Parmi les 4.000 auteurs interdits : Montaigne, Diderot, Descartes, Balzac, Stendhal, Lamartine, Flaubert, Zola... et bien d'autres. Il semble même qu'une bonne partie, voire presque la totalité de la littérature de fiction française du XIXe siècle se trouve dans ce fameux Index. Et surtout, les raisons invoquées pour la censure étaient tenues secrètes, on ne savait pas pourquoi on ne pouvait pas les lire. D'où le caractère exceptionnel de l'ouverture, en 1998, des archives antérieures à 1939. "Une occasion inouïe pour les chercheurs." Qui attendent mars 2020, date à laquelle les archives du pontificat de Pie XII seront accessibles, soit toutes celles antérieures à 1959.

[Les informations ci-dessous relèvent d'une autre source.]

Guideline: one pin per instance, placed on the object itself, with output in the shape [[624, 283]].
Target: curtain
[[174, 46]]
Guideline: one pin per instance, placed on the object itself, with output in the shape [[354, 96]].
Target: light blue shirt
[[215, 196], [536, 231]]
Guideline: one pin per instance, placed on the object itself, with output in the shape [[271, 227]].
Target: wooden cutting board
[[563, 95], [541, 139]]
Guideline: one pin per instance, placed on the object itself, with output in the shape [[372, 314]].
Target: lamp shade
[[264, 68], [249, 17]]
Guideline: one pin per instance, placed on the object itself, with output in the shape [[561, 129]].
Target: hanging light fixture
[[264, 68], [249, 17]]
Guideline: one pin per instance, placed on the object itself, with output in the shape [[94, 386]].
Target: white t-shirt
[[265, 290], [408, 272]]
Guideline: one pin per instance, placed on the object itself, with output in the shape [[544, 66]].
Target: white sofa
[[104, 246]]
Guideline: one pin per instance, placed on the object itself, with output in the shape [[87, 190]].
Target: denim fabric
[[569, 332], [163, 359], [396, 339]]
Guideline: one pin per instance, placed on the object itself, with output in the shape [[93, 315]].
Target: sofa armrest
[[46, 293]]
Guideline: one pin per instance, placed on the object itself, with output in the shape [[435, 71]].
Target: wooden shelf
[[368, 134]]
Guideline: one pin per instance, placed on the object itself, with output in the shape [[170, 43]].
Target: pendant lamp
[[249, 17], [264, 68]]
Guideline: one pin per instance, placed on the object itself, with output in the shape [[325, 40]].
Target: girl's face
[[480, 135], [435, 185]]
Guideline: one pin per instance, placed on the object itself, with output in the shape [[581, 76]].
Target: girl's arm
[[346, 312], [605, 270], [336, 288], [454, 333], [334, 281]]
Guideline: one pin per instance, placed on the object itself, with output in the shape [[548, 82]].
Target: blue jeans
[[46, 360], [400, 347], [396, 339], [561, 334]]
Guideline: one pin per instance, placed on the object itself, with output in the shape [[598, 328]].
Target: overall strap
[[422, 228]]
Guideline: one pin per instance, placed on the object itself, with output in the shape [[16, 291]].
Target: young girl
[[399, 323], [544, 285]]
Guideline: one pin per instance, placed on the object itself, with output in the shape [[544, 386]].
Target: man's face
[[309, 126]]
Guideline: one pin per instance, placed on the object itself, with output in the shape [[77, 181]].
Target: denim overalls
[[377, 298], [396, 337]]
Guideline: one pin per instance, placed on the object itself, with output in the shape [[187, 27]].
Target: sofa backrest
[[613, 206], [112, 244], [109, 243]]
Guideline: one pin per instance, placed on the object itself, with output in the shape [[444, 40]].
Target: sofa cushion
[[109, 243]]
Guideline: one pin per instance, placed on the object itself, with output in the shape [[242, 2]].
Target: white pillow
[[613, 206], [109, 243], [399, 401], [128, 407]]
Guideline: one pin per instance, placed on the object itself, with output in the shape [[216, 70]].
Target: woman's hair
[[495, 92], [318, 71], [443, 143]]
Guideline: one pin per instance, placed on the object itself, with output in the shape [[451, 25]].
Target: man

"La première chose qui vient à l'esprit, c'est tout ce qui concerne la morale conjugale, en particulier la banalisation de l'adultère, mais pas seulement..." Jean-Baptiste Amadieu a pu noter en effet que "les fictions du XIXe siècle sont beaucoup jugées pour leur rapport à la foi". Par exemple celles qui proposent "des religiosités hors dogmes". Ainsi "Spiridion" de George Sand (publié entre 1838 et 1839), "développe des conceptions paraclétistes" et reprend "les théories de Joachim de Flore" (1135-1202) qui "contredisent le dogme d'une révélation complète avec la venue du Christ lui-même".
Autre exemple, le naturalisme : cette doctrine esthétique dont Émile Zola est le principal représentant. "C'est aussi un terme qui a une signification religieuse : le naturalisme c'est la négation du surnaturel, c'est un athéisme pratique et les censeurs de Zola sont persuadés qu'il y a solidarité entre naturalisme esthétique et naturalisme philosophique." Finalement, ce que montre Jean-Baptiste Amadieu dans son ouvrage, c'est que "ce qui est essentiel dans le débat porte sur la question de l'Église qui se conçoit comme l'intermédiaire entre le monde humain et le monde divin, or, ce qu'est le romantisme, c'est précisément une multiplication des voies d'accès immédiates au divin".